После этих слов смоченная в воде вата пропадает. Он делает попытку найти её, раздраженно вертит головой, пробует встать…

– Держите его, – обращается к кому-то женщина с уже знакомым голосом. – Держите, чтобы он себе не навредил…

И снова появляются чужие руки, хватают его за плечи, прижимают к чему-то твердому, не дают пошевелиться.

– Успокойтесь, молодой человек, – голос мужчины звучит спокойно, но строго.

Богдан ненадолго затихает, но через минуту открывает рот по новой, настырно требуя воды. Мужчина терпеливо объясняет:

– Вам дали норму, больной, больше нельзя, – и тут же поправляется: – Сейчас нельзя, позже дадут, не переживайте. Помяло вас немного, стеной придавило, кирпичом присыпало, как бы внутренних органов не повредило… Лучше перестраховаться. А вы умница, молодцом держитесь, если так и дальше пойдёт, то через день-другой можно будет повязки снимать. Будем надеяться, что операция прошла успешно.

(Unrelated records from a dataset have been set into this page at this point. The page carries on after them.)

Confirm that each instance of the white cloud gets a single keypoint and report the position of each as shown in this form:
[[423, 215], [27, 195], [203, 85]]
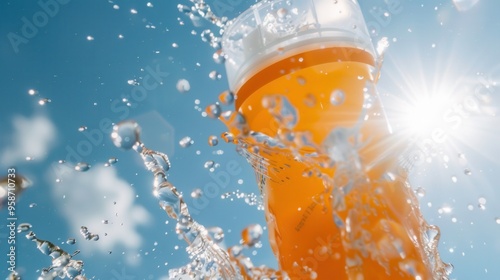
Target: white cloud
[[31, 138], [89, 198]]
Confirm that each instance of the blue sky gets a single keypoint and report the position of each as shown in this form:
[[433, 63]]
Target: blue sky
[[84, 57]]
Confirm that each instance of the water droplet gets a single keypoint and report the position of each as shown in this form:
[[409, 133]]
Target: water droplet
[[126, 134], [214, 75], [310, 100], [213, 140], [420, 192], [183, 86], [337, 97], [44, 101], [196, 193], [82, 166], [186, 142], [213, 111], [251, 234], [226, 97], [209, 164], [23, 227], [301, 80]]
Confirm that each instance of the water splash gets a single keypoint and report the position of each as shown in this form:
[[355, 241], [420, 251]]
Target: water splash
[[63, 265]]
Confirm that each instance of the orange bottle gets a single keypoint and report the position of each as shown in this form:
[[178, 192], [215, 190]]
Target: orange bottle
[[337, 205]]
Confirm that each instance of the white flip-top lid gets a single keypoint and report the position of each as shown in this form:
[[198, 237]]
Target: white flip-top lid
[[271, 29]]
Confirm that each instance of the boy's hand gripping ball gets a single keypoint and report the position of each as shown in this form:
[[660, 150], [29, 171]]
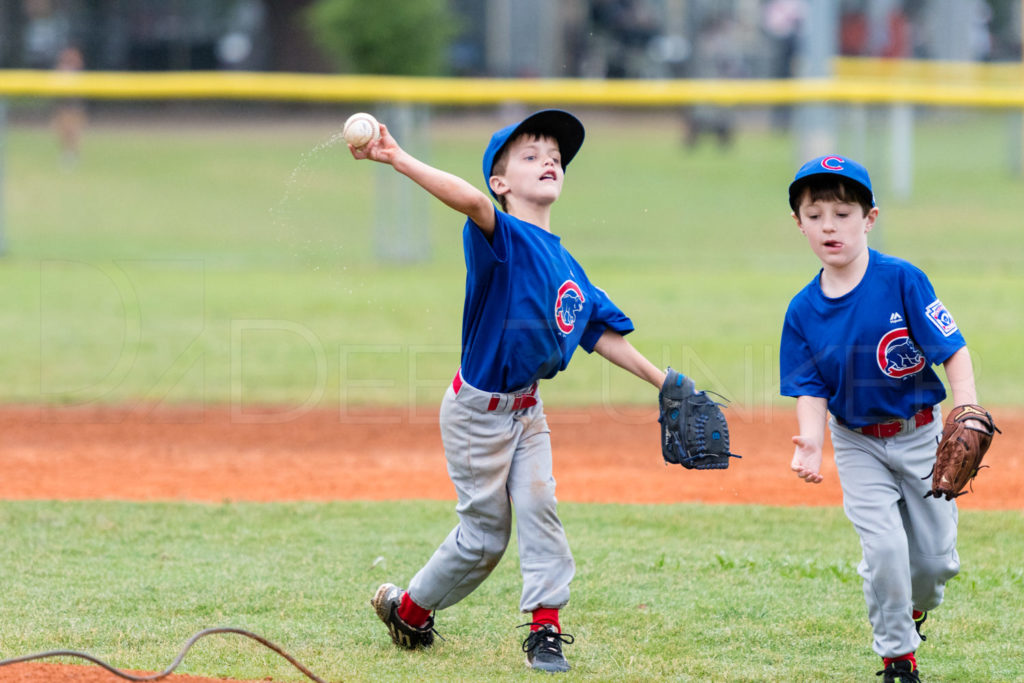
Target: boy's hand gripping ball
[[360, 129]]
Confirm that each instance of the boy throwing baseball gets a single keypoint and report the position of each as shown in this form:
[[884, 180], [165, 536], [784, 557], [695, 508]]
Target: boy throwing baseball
[[859, 342], [528, 305]]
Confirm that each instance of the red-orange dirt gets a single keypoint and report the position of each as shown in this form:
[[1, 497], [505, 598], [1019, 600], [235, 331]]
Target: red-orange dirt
[[602, 455]]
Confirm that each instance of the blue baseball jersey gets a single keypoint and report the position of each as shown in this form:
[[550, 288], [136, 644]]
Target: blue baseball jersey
[[528, 305], [869, 351]]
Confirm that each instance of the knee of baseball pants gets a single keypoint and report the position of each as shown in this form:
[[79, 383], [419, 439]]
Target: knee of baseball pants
[[886, 568], [929, 577]]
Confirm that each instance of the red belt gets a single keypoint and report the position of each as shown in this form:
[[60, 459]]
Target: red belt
[[887, 429], [506, 401]]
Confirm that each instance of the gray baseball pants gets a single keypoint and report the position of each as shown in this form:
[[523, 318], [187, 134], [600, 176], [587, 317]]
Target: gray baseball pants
[[499, 459], [908, 542]]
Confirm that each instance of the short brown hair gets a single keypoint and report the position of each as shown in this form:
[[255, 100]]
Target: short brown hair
[[830, 187], [502, 160]]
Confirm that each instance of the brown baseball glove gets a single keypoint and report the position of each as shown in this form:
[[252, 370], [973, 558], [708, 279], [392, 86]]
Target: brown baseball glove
[[963, 445]]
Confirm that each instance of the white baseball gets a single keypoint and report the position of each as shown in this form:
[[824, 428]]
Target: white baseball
[[360, 130]]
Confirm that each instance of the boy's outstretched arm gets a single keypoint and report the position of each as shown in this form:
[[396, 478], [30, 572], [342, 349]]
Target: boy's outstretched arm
[[960, 372], [811, 414], [451, 189], [615, 348]]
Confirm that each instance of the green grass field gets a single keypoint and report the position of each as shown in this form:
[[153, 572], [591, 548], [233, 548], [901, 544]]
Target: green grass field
[[215, 263], [676, 592]]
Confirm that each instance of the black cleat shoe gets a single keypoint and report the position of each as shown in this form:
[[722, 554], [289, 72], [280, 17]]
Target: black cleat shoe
[[544, 649], [901, 671], [385, 603]]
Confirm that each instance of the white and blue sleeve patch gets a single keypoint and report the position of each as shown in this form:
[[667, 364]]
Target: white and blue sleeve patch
[[941, 317]]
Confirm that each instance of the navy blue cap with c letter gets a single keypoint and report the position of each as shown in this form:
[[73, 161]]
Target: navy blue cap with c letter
[[832, 165], [555, 123]]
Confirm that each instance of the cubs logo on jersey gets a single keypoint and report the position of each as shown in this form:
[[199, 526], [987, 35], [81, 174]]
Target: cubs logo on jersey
[[898, 355], [568, 302]]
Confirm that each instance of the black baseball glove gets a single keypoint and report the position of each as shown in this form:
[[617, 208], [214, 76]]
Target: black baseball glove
[[694, 432]]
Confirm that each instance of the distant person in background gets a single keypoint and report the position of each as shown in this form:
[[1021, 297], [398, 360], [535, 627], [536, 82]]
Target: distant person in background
[[69, 117]]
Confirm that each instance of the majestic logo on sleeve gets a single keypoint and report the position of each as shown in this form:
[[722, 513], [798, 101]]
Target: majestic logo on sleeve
[[567, 304], [898, 355], [940, 317]]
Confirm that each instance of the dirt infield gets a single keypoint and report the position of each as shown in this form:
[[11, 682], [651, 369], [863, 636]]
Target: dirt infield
[[602, 455]]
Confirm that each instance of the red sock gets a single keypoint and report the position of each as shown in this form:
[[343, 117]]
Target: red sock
[[545, 615], [412, 613], [905, 657]]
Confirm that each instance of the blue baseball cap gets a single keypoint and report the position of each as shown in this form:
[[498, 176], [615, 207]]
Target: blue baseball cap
[[830, 165], [555, 123]]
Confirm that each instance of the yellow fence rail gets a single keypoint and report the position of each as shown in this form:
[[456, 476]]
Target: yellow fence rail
[[867, 82]]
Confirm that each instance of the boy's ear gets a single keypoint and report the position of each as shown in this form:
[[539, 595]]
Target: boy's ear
[[498, 184], [796, 217], [871, 216]]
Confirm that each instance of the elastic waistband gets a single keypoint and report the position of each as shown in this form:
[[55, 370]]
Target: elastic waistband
[[496, 402], [898, 426]]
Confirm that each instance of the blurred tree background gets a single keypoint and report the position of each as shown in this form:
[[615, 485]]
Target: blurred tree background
[[385, 37]]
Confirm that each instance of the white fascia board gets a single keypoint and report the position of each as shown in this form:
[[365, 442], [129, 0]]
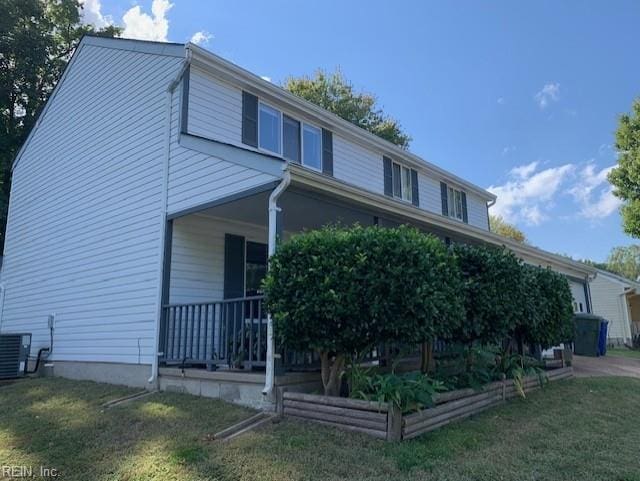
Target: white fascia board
[[246, 80], [332, 186]]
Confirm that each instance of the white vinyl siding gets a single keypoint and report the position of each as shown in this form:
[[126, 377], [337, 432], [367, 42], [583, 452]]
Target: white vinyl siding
[[196, 178], [83, 235], [357, 166], [215, 108], [197, 260], [609, 302]]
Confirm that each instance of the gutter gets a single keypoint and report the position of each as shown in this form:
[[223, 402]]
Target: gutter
[[269, 381], [163, 211]]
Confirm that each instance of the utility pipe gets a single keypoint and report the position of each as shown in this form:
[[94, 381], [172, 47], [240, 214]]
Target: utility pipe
[[163, 211], [273, 212]]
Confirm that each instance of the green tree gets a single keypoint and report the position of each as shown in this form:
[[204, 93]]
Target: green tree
[[340, 292], [626, 176], [501, 227], [625, 261], [37, 39], [335, 94]]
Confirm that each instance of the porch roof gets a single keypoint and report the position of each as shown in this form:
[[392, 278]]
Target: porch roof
[[310, 180]]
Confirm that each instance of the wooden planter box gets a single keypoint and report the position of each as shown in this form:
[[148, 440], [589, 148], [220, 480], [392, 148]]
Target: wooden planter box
[[384, 421]]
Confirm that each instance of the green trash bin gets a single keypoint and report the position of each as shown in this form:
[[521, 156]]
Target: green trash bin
[[587, 334]]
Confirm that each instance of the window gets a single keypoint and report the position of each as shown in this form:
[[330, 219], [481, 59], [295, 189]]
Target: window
[[312, 147], [290, 139], [255, 268], [402, 187], [269, 128], [454, 201]]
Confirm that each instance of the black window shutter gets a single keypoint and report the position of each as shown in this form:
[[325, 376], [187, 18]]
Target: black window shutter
[[233, 266], [465, 217], [249, 119], [415, 200], [327, 152], [443, 197], [388, 177]]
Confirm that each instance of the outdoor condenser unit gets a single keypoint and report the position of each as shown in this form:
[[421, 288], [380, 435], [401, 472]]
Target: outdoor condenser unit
[[14, 355]]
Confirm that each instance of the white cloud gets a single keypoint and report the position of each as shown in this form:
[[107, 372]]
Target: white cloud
[[91, 13], [528, 195], [524, 171], [142, 26], [549, 93], [508, 149], [594, 194], [201, 37]]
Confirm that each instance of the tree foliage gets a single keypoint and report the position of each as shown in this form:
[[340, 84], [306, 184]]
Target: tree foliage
[[626, 176], [547, 312], [37, 40], [501, 227], [342, 291], [625, 261], [492, 293], [335, 94]]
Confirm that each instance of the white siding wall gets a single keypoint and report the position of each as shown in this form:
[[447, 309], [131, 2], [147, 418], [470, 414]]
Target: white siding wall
[[83, 235], [215, 112], [197, 261], [215, 108], [357, 165], [196, 178], [577, 290], [608, 302]]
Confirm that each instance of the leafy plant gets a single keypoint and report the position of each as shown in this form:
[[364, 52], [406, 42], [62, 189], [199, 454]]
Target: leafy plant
[[492, 291], [518, 367], [340, 291], [409, 392]]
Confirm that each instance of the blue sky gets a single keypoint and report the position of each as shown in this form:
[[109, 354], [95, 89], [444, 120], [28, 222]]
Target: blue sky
[[521, 98]]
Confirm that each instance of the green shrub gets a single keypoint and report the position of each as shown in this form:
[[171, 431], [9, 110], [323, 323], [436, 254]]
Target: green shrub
[[409, 392], [493, 290], [340, 291], [547, 312]]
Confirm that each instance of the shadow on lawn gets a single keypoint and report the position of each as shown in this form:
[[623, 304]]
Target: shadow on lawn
[[60, 424]]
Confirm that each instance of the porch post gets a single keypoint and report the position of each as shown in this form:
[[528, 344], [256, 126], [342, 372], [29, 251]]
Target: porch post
[[274, 210]]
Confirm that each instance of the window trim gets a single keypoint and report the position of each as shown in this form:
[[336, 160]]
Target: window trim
[[409, 187], [302, 162], [280, 124], [452, 203]]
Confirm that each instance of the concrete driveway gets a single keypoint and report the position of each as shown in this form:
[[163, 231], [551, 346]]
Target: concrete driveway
[[606, 366]]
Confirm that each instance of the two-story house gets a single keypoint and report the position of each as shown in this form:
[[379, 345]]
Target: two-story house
[[150, 193]]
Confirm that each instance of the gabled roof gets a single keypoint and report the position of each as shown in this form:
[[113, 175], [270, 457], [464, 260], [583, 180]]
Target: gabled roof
[[622, 280], [232, 73]]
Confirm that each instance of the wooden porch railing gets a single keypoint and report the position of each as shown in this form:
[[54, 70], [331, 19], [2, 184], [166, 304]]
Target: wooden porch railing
[[232, 333]]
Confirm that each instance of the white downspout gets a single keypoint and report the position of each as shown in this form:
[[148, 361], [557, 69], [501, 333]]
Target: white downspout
[[163, 212], [269, 380]]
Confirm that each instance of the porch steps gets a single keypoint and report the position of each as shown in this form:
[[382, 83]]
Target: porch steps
[[244, 426]]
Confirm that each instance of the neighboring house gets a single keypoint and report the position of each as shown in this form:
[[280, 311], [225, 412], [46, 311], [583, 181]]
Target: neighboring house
[[617, 299], [148, 196]]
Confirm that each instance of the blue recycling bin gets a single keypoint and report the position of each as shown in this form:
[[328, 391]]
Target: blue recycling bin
[[602, 338]]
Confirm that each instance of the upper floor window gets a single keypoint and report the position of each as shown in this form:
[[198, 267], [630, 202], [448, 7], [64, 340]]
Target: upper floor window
[[402, 186], [269, 128], [454, 200], [312, 147]]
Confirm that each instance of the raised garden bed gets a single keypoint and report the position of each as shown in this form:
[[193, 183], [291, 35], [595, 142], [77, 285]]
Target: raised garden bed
[[383, 420]]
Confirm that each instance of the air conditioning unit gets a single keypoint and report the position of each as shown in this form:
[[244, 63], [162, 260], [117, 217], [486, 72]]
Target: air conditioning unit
[[14, 355]]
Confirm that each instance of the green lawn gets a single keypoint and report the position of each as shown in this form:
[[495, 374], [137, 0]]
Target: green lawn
[[570, 430], [624, 352]]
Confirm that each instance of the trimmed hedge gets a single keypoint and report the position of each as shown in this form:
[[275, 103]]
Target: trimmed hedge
[[342, 291]]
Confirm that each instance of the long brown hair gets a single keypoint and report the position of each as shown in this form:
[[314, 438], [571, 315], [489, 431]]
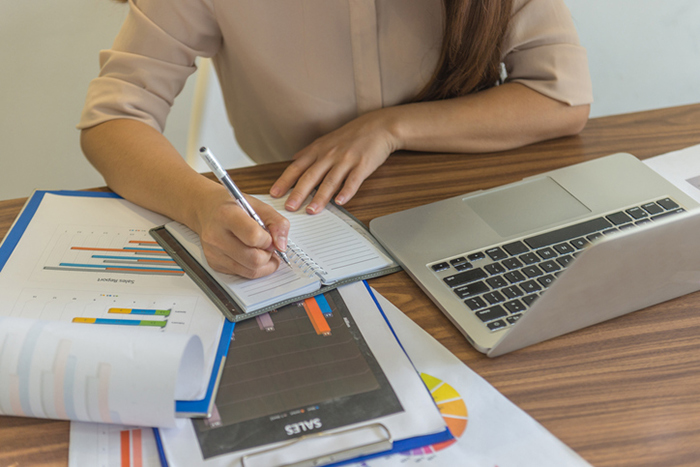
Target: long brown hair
[[470, 57]]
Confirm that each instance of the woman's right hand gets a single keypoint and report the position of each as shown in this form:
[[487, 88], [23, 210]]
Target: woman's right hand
[[234, 243]]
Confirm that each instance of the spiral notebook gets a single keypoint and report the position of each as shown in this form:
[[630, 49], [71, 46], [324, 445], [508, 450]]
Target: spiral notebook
[[326, 250]]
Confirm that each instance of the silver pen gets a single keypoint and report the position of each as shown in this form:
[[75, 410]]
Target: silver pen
[[235, 192]]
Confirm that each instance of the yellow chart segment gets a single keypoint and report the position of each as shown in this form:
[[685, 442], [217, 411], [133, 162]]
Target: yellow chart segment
[[452, 408]]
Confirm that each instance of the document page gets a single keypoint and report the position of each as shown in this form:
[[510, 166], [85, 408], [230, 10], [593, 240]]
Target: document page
[[323, 365], [91, 262], [682, 168]]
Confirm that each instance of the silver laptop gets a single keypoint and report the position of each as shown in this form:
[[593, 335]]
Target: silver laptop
[[525, 262]]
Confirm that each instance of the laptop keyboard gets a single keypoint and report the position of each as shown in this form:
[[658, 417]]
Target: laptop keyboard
[[499, 284]]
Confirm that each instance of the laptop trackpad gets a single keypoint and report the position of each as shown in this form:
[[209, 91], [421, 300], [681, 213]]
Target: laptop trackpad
[[526, 206]]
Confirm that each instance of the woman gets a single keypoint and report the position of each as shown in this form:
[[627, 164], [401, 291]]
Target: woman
[[336, 84]]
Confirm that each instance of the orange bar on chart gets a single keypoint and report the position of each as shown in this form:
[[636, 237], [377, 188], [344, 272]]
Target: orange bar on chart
[[316, 316], [138, 450], [126, 454]]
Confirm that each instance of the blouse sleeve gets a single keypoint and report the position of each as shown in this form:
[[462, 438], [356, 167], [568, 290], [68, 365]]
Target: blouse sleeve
[[542, 51], [150, 60]]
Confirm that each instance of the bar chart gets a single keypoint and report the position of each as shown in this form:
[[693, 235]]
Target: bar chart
[[109, 251]]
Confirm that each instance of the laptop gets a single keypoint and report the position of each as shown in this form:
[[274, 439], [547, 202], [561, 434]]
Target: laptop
[[525, 262]]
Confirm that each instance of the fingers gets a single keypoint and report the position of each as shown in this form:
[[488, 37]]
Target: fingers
[[234, 243], [277, 225]]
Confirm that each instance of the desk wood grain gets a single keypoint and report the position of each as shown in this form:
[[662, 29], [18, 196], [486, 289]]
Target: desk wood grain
[[622, 393]]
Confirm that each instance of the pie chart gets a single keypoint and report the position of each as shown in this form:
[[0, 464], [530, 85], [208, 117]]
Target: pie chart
[[453, 410]]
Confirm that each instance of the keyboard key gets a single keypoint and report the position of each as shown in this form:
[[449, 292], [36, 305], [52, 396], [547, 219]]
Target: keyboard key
[[514, 276], [489, 314], [530, 286], [546, 281], [494, 297], [475, 303], [463, 266], [495, 325], [532, 271], [513, 319], [653, 208], [516, 248], [669, 213], [514, 306], [512, 263], [495, 268], [580, 243], [530, 258], [470, 290], [549, 266], [476, 256], [546, 253], [667, 204], [496, 254], [497, 282], [465, 277], [567, 233], [528, 299], [564, 248], [512, 292], [637, 212], [618, 218]]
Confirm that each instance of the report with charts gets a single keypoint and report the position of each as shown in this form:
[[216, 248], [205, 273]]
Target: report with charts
[[325, 250], [78, 268]]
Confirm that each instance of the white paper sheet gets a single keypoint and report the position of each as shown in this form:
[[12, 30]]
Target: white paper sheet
[[101, 445], [90, 259], [50, 369], [490, 430]]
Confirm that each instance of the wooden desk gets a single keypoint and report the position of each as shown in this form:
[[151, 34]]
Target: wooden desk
[[621, 393]]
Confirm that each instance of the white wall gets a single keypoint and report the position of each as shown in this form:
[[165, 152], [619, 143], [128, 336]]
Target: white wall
[[643, 54], [48, 55]]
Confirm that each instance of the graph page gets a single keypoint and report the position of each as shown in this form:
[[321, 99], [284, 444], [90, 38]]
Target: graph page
[[90, 261]]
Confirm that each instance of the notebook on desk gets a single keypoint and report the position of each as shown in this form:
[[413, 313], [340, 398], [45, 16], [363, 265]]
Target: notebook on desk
[[518, 264], [325, 250]]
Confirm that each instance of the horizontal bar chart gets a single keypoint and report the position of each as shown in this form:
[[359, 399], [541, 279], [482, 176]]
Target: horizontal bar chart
[[121, 322]]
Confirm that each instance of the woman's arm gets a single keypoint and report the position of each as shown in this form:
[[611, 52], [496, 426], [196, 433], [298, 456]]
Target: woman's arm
[[141, 165], [500, 118]]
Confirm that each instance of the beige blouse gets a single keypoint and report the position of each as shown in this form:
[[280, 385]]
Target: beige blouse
[[293, 70]]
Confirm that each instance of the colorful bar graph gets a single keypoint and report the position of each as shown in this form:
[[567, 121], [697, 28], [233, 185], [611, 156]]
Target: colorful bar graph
[[316, 317], [139, 311], [125, 448], [323, 305], [121, 322]]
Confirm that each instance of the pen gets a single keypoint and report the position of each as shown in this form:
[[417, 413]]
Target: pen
[[235, 192]]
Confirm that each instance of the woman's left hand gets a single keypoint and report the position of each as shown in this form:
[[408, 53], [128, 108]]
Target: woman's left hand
[[345, 157]]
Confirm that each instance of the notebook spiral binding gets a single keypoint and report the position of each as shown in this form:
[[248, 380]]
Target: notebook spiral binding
[[307, 265]]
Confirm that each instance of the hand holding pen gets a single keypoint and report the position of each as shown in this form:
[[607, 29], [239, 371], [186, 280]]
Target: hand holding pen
[[225, 179]]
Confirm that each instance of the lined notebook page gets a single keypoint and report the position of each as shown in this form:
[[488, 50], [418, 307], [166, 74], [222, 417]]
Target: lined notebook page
[[339, 249], [251, 294]]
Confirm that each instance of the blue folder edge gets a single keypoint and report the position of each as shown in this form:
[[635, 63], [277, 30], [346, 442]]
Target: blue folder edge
[[402, 445], [200, 407]]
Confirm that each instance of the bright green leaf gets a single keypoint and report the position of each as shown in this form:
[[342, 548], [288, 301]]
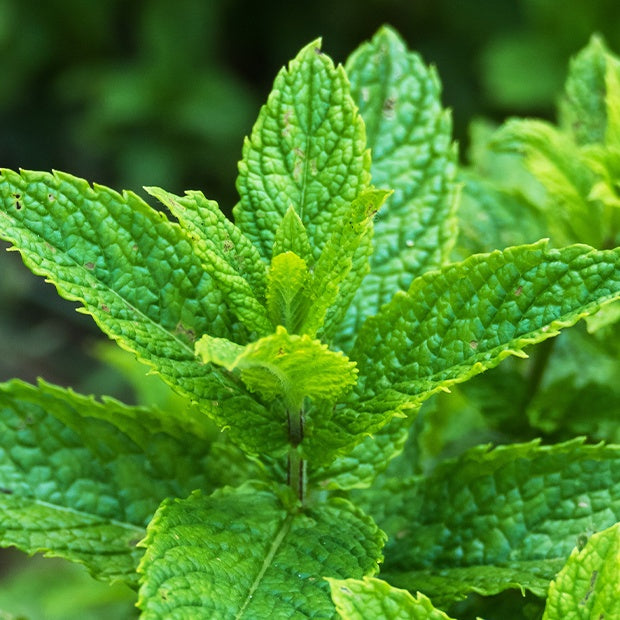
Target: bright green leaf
[[583, 106], [288, 297], [455, 323], [358, 599], [284, 365], [558, 164], [80, 479], [136, 274], [228, 256], [307, 150], [410, 138], [521, 508], [344, 261], [291, 236], [240, 554], [359, 467], [588, 586]]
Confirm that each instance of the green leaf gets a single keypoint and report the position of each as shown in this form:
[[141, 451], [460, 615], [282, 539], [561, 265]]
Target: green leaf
[[57, 590], [136, 274], [588, 587], [584, 107], [284, 365], [240, 554], [457, 322], [362, 462], [228, 256], [80, 479], [558, 164], [612, 102], [291, 236], [307, 150], [410, 137], [492, 218], [358, 599], [344, 262], [519, 509], [288, 299]]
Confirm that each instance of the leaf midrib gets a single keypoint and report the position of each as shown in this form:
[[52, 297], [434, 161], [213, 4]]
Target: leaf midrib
[[271, 553], [58, 281]]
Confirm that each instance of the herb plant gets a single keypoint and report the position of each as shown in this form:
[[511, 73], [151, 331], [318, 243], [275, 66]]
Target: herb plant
[[311, 331]]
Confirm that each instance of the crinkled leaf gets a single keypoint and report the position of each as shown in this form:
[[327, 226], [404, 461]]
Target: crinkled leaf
[[307, 150], [520, 507], [409, 134], [588, 586], [288, 295], [137, 274], [284, 365], [80, 479], [358, 599], [240, 554], [457, 322], [344, 262], [361, 464], [228, 256]]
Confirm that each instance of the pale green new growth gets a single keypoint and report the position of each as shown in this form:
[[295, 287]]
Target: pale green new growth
[[288, 295], [588, 587], [305, 337]]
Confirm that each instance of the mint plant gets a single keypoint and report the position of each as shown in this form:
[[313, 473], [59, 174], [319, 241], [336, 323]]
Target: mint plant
[[310, 331]]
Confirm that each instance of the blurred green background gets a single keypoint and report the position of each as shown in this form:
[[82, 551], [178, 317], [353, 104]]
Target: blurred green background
[[162, 93]]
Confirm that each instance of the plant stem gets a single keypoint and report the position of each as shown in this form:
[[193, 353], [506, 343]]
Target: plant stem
[[296, 465]]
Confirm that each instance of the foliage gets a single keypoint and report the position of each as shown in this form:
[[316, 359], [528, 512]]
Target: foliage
[[311, 331]]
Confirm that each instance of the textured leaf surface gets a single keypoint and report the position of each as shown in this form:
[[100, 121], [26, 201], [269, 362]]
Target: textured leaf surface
[[240, 554], [284, 365], [80, 479], [410, 138], [359, 467], [228, 256], [137, 275], [588, 586], [358, 599], [344, 260], [466, 318], [307, 150], [521, 508]]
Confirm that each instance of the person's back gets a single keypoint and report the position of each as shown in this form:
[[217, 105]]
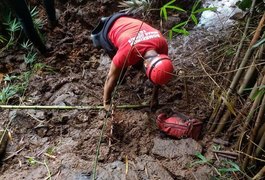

«Какие повязки? Какая операция? Может, доктор говорит не про него, может, что-то путает?» Почувствовав, что руки, удерживающие его, ослабляют хватку, он тут же пытается освободиться от навязчивой опеки, но напрасно.

А доктор продолжает объяснять:

– Левый глаз мы спасли, он меньше пострадал – осколок вскользь прошел, черкнул немного, а вот правый меня беспокоит – глазное яблоко пришлось чуть ли не по кускам собирать, возможно, ещё одну операцию придется делать, так что будьте готовы. Ну, на сегодня все. Отдыхайте.